Originaires d’Italie, d’Autriche, de France, d’Espagne ou encore de Belgique, ils ont roulé jusqu’à dix heures par jour. Sur le rond-point Schuman, en face de la commission européenne, ils déroulent une banderole indiquant «Ne laissons pas Uber faire la loi». Leurs doléances sont nombreuses : ils évoquent le manque de transparence des commissions prélevées par les plateformes, des collaborations bloquées du jour au lendemain sans explication ni recours possible et les baisses de salaires qui forcent à des cadences toujours plus intenses. «En fait, on ne vit plus, on survit. Quand j’ai commencé en 2017, j’arrivais à gagner 1 500 euros par mois et même 2 500 en hiver avec la hausse des commandes. Aujourd’hui, pour la même durée de travail, je suis à 600 ou 800 euros», lâche, dépité, Jeremy Wick, qui travaille pour Uber Eats et Deliveroo à Bordeaux. Et c’est sans compter les accidents. Certaines plateformes payent au kilomètre plutôt qu’au temps de trajet, ce qui incite à la prise de risque. Jeudi, le petit groupe ira ainsi se recueillir dans un autre quartier de Bruxelles, là où un coursier a perdu la vie en début d’année après avoir été percuté par un car alors qu’il était en route pour livrer un repas.

Soutien depuis les débuts de l’aventure, l’eurodéputée insoumise Leïla Chaibi faisait partie du comité d’accueil mercredi soir. Elle participe aux négociations autour de la nouvelle directive européenne sur les droits des travailleurs des plateformes. «Les discussions entre le Parlement, la commission et le conseil sont compliquées parce qu’il y a une grosse influence des lobbys des plateformes. On risque au final d’avoir une directive qui soit plus dans leur intérêt que dans celui des travailleurs, assure-t-elle. C’est pour cela que ce type d’action est important.»

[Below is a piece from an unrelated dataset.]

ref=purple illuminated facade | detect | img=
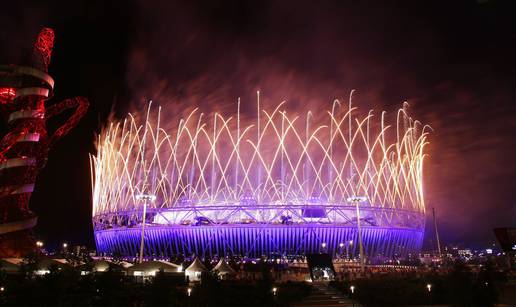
[95,206,424,257]
[91,102,426,258]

Quelques chauffeurs de VTC se sont aussi mobilisés. Parmi eux, Brahim Ben Ali, secrétaire général du syndicat français de chauffeurs VTC INV. Il a suivi les coursiers à vélo de «la grande livraison» depuis Paris et son véhicule a fait office de voiture-balai. «Je les ai vus rouler sous la pluie, dans la nuit, des conditions dans lesquelles ils travaillent souvent, relate-t-il. Ce sont de véritables forçats du bitume.»